C'était vrai. Récemment, parmi les filles, on murmurait que la silhouette de Rafilia au combat était d'une beauté frappante.

Sur son cheval, maniant lance et arc avec aisance, elle avait fière allure.

« Sauvel se plaignait qu'avec ça, les prétendants allaient se faire rares. »

« Mensonge. Oncle serait plutôt ravi. »

« ……… »

Comme il ne pouvait nier la justesse de cette remarque, Lovel grogna un « mumumu » frustré.

« Moi aussi, je voudrais devenir l'épouse de quelqu'un d'aussi fringant que Rafilia. »

« Gyahhhh, arrêtez-moi ça !!! »

Au cri de Lovel, les serviteurs accoururent affolés.

Mais en voyant Lovel serrer sa fille adorée contre lui, frottant sa tête contre elle en répétant « non, non », ils poussèrent un soupir résigné.

« Je ne donnerai pas Ellen en mariage !!! »

Au cri de Lovel qui résonna dans tout le manoir, tous les occupants esquissaient un sourire amer.

***

Alors qu'ils s'apprêtaient à entamer la réunion d'affaires dans le bureau de Sauvel, ce dernier les arrêta pour leur parler.

« J'ai reçu une lettre de Sa Majesté. »

À ces mots, les visages d'Ellen et de Lovel se déformèrent simultanément.

Devant leurs expressions si semblables, Sauvel esquissa un sourire amer, mais reprit immédiatement une mine sérieuse.

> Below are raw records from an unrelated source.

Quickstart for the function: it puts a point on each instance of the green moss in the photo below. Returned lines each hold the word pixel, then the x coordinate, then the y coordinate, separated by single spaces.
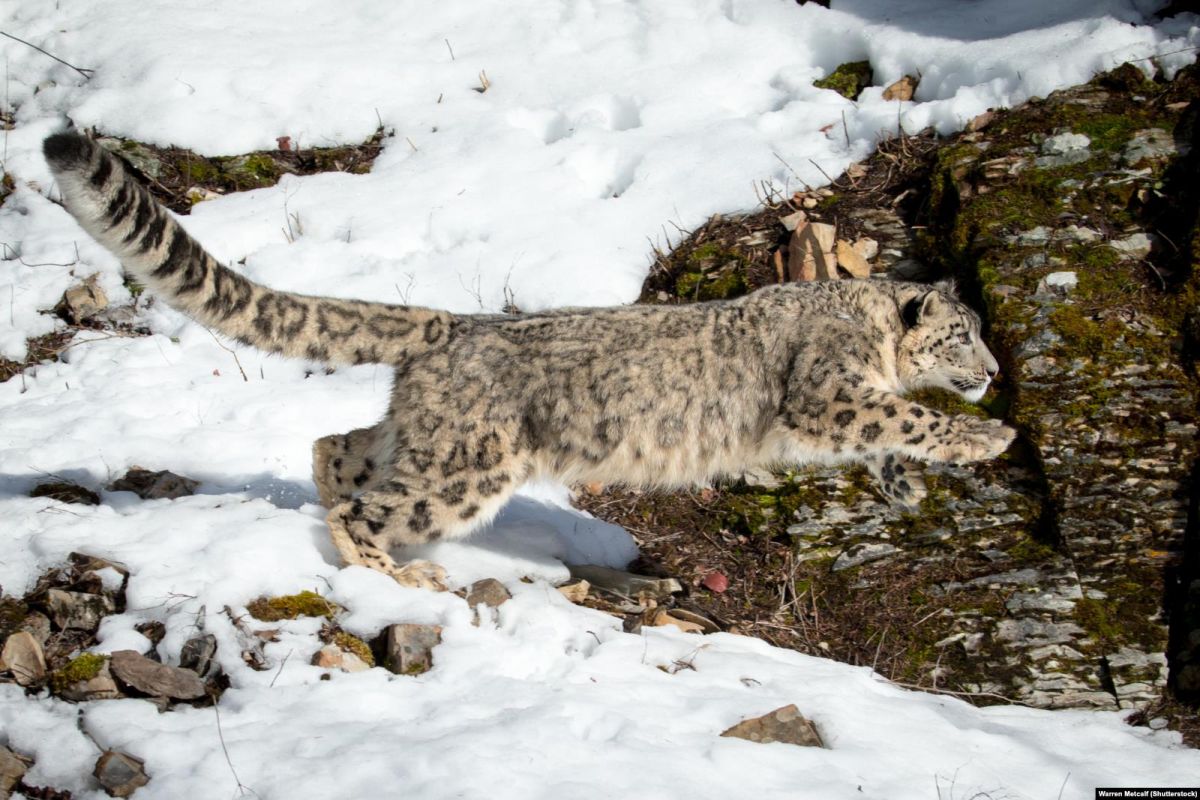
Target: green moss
pixel 1109 132
pixel 849 79
pixel 201 170
pixel 82 668
pixel 1029 549
pixel 306 603
pixel 713 274
pixel 352 643
pixel 946 402
pixel 12 613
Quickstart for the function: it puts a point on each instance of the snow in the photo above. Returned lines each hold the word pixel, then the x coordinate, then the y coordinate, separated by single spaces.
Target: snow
pixel 606 128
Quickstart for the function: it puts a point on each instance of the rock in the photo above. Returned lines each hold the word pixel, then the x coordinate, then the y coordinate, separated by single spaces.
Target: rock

« Les détails sont dans la lettre, mais frère, tu te souviens de la fille d'Agiel ? »

« Je ne sais pas. »

Face à la réponse sèche de son frère, Sauvel soupira tout en continuant.

« … Agiel et sa fille sont actuellement portées disparues. Sa Majesté pense qu'elles ont peut-être trahi le pays et pourraient commettre quelque chose. »

Aux mots de Sauvel, Ellen eut un sursaut.

Agiel était obsédée par le père d'Ellen. Peut-être que… Ellen comprit immédiatement et regarda son père.

Lovel aussi semblait pressentir quelque chose de mauvais et grimaca, mais Sauvel précisa que ce n'était pas seulement son frère qui était visé.

« Qu'est-ce que tu veux dire ? »

« Il y a de fortes chances qu'Helgner leur prête main-forte. … Selon l'analyse de Sa Majesté, mon frère et Ellen seraient les cibles. »

Ellen et Lovel se regardèrent.

De la lettre tenue en main, un mauvais pressentiment supplémentaire semblait suinter, et tous deux poussèrent un soupir.